NSE also said the agency found certain employees may have been involved in providing that access, though it could not determine whether there was any collusion.

The denial, and the admission months later, doesn’t inspire much confidence in the so-called professional management of the exchange.

NSE itself has said in its DRHP that the independent agency’s analysis highlighted trends for certain periods where a few stock brokers appeared to be the first to connect to specific servers significantly more often than others.

The system architecture indicated that data was disseminated in a sequential manner whereby the stock broker who connected first to the server received ticks (market feed) before the stock broker who connected later.

There is more.

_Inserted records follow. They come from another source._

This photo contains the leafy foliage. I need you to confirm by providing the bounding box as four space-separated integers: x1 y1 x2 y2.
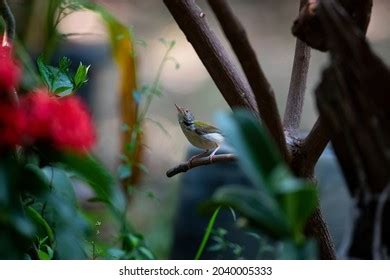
37 57 90 97
206 111 318 258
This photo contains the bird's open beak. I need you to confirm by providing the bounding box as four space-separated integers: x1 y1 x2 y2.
175 104 183 113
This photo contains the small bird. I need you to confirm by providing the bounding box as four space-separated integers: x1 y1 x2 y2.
175 104 224 164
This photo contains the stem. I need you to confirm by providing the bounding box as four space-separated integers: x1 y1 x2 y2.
0 0 15 42
283 39 311 130
297 117 330 174
208 0 288 159
195 207 221 260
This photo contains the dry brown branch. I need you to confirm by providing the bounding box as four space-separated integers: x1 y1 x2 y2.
166 154 237 177
283 0 311 131
283 39 311 130
164 0 258 116
208 0 288 159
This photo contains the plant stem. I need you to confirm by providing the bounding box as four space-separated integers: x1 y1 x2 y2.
0 0 15 41
164 0 259 117
195 207 221 260
208 0 289 161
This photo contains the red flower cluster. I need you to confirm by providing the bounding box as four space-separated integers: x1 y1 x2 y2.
0 91 95 153
0 39 21 92
21 91 95 152
0 40 95 153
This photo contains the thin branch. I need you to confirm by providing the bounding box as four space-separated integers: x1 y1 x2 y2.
164 0 258 116
283 39 311 130
166 154 237 177
372 184 390 260
299 117 330 169
0 0 15 41
208 0 288 159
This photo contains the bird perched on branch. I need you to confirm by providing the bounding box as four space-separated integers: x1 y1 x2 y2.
175 104 224 164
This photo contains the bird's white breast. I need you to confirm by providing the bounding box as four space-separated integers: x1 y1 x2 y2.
203 133 224 144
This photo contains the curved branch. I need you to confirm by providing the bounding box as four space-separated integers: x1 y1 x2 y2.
208 0 288 159
283 0 311 131
299 117 331 169
164 0 258 116
0 0 15 41
166 154 237 177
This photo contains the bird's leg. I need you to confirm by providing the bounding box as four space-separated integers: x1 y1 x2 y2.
209 145 221 162
188 150 210 168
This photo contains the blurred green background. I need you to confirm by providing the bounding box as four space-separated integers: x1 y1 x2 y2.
10 0 390 258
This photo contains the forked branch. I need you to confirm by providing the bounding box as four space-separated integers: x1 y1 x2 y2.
164 0 258 116
208 0 288 159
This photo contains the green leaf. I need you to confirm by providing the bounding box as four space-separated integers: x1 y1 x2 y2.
195 207 221 260
270 165 318 241
53 153 126 215
217 110 285 187
26 206 54 243
73 62 91 90
37 56 53 89
37 57 90 97
137 246 155 260
58 56 72 72
43 167 77 207
212 186 291 238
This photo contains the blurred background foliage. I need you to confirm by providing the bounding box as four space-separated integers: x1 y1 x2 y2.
2 0 390 258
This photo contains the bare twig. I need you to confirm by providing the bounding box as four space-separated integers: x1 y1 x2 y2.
164 0 258 116
283 39 311 130
166 154 237 177
283 0 311 130
208 0 288 159
372 184 390 260
299 117 330 173
0 0 15 41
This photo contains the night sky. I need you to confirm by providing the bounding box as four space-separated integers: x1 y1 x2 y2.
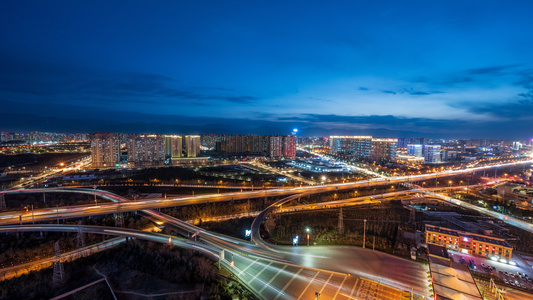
0 0 533 139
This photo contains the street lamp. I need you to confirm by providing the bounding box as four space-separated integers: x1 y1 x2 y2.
363 219 366 248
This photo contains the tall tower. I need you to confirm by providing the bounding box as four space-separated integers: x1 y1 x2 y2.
185 135 200 157
126 134 165 167
52 241 65 286
90 133 120 168
164 135 183 159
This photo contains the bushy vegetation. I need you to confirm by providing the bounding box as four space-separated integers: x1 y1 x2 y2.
0 241 253 300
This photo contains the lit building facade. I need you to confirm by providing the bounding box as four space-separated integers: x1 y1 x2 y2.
164 135 183 159
426 224 513 261
90 133 120 168
269 135 283 158
126 134 165 167
424 145 441 164
283 135 297 158
407 144 422 157
329 136 372 158
184 135 200 157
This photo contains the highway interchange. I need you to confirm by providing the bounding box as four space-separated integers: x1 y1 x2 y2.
0 161 532 299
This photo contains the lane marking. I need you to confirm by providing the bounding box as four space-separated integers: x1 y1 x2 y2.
274 269 303 300
350 277 359 298
259 265 287 294
298 272 320 300
248 261 273 285
238 258 259 276
318 273 333 294
333 276 348 300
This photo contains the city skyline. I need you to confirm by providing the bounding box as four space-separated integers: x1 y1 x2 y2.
0 1 533 140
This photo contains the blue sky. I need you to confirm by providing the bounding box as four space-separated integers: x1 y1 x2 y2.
0 0 533 139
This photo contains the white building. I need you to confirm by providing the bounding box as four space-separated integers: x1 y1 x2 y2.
424 145 441 164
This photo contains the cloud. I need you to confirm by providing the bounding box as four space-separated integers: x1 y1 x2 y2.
381 89 444 96
0 58 259 105
466 65 520 76
404 89 444 96
381 90 396 95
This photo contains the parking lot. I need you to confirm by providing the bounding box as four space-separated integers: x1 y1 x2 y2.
449 251 533 292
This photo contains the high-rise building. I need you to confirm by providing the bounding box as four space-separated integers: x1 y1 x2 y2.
164 135 183 159
202 134 226 149
90 133 120 168
0 132 13 142
126 134 165 167
185 135 200 157
370 138 398 162
513 141 522 151
269 135 283 158
329 136 372 159
424 145 441 164
283 136 296 158
407 144 422 157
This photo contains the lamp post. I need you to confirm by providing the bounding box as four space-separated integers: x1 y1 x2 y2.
363 219 366 248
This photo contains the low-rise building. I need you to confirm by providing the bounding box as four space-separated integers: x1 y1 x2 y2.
426 224 513 260
498 183 533 209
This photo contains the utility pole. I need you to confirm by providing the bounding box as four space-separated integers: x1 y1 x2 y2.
363 219 366 248
93 185 98 206
338 207 344 233
52 241 65 286
0 185 7 211
76 221 85 250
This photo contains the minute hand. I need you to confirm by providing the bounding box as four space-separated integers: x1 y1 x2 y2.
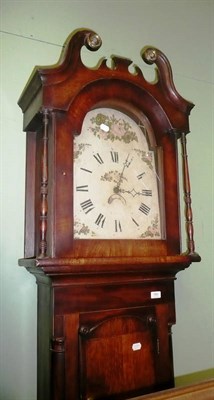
114 154 131 193
119 188 152 197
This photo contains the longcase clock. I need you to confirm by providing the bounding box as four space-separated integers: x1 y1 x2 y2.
19 29 200 400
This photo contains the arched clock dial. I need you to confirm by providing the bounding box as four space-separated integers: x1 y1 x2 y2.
73 108 162 240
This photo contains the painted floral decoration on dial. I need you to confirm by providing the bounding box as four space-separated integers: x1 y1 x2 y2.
73 108 161 239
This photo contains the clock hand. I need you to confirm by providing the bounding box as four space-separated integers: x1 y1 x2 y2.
119 188 152 197
108 154 131 204
113 154 132 193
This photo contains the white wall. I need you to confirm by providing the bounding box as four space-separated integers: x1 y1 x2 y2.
0 0 214 400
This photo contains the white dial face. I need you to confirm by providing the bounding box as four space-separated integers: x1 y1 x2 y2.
73 108 161 240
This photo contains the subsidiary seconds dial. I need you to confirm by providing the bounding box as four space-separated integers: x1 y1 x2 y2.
73 108 161 239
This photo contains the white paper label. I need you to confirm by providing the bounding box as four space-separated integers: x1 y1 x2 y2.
151 291 161 299
132 343 142 351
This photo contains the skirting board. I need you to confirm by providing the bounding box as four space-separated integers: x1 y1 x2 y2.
175 368 214 388
132 379 214 400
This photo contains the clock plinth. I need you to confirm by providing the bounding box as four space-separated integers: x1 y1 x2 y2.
19 29 200 400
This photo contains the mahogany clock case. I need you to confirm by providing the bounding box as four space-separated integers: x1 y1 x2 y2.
19 29 200 400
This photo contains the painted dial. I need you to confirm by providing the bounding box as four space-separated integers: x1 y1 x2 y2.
73 108 161 240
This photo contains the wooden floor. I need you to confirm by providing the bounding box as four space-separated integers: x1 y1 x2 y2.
132 379 214 400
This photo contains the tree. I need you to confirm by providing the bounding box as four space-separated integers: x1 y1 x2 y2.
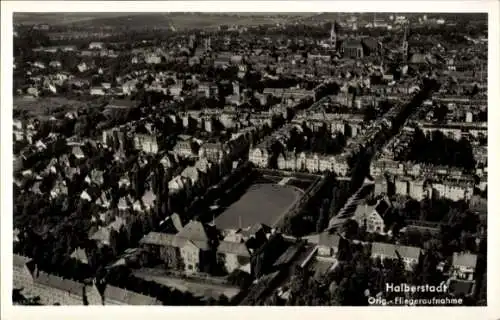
316 199 330 233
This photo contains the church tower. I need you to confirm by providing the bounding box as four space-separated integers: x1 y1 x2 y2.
401 22 410 63
330 21 337 50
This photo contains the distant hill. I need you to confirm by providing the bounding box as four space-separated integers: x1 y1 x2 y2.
14 12 311 29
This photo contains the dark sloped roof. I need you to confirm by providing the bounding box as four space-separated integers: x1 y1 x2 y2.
12 254 31 268
217 241 250 257
342 39 363 48
140 232 209 250
319 232 340 248
177 220 209 241
104 285 161 305
449 279 474 295
34 271 85 299
372 242 422 259
453 252 477 268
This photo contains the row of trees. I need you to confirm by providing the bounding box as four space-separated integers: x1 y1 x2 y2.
397 128 475 170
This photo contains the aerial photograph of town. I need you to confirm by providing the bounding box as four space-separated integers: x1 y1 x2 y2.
9 8 491 308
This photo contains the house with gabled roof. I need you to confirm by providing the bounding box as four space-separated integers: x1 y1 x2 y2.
141 190 156 210
90 217 126 246
450 252 477 281
318 232 340 257
371 242 422 271
353 199 392 235
95 190 112 209
70 247 89 264
80 190 92 202
140 220 219 273
217 241 252 274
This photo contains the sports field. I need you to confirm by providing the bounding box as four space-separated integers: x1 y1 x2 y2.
215 183 303 229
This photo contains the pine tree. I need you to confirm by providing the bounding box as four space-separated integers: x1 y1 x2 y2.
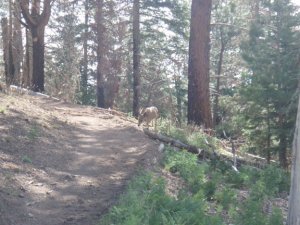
241 0 300 167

The agency also observed that no uniform approach applied across stock brokers in this regards.

This is damning indictment of a stock exchange management which took such great pride in its so-called professional way of doing business.

As if this wasn’t enough, the process that was followed for the appointment of Subramanian Anand was astonishing.

In an opaque process that bypassed proper procedures for appointment of key managerial personnel of stock exchanges, Mr Anand, who was the group operating officer till recently, was given the tag of a consultant.

It beats all logic as to why the regulator or the board allowed this to happen for so long -- as it’s clear that the management’s argument that it was in tune with existing regulations just doesn’t hold water.

If the COO of a stock exchange is not a key management person whose appointment has to be vetted and cleared by the regulator, who is?

NSE’s decision to delay its initial public offer was also inexplicable. The exchange brought in one hurdle after another, the latest being the insistence on listing the shares on NSE itself.

The fact that this argument wouldn’t hold was clear from day one as it was contrary to the market regulator’s view that an exchange’s shares should be listed on a rival exchange, also called cross-listing.

Shareholders of NSE, however, found nothing wrong in cross-listing as listing involves submitting a prospectus which is anyway a public document; so the argument of disclosing information only to rival BSE didn’t make sense.

The IPO is finally on its way and NSE has brought in Ashok Chawla, former head of the Competition Commission of India, as chairman, and reconstituted its board.

One hopes the new team at the top would focus on shoring up NSE’s corporate governance standards.

After all, an exchange which preaches others on governance, must start practising it first.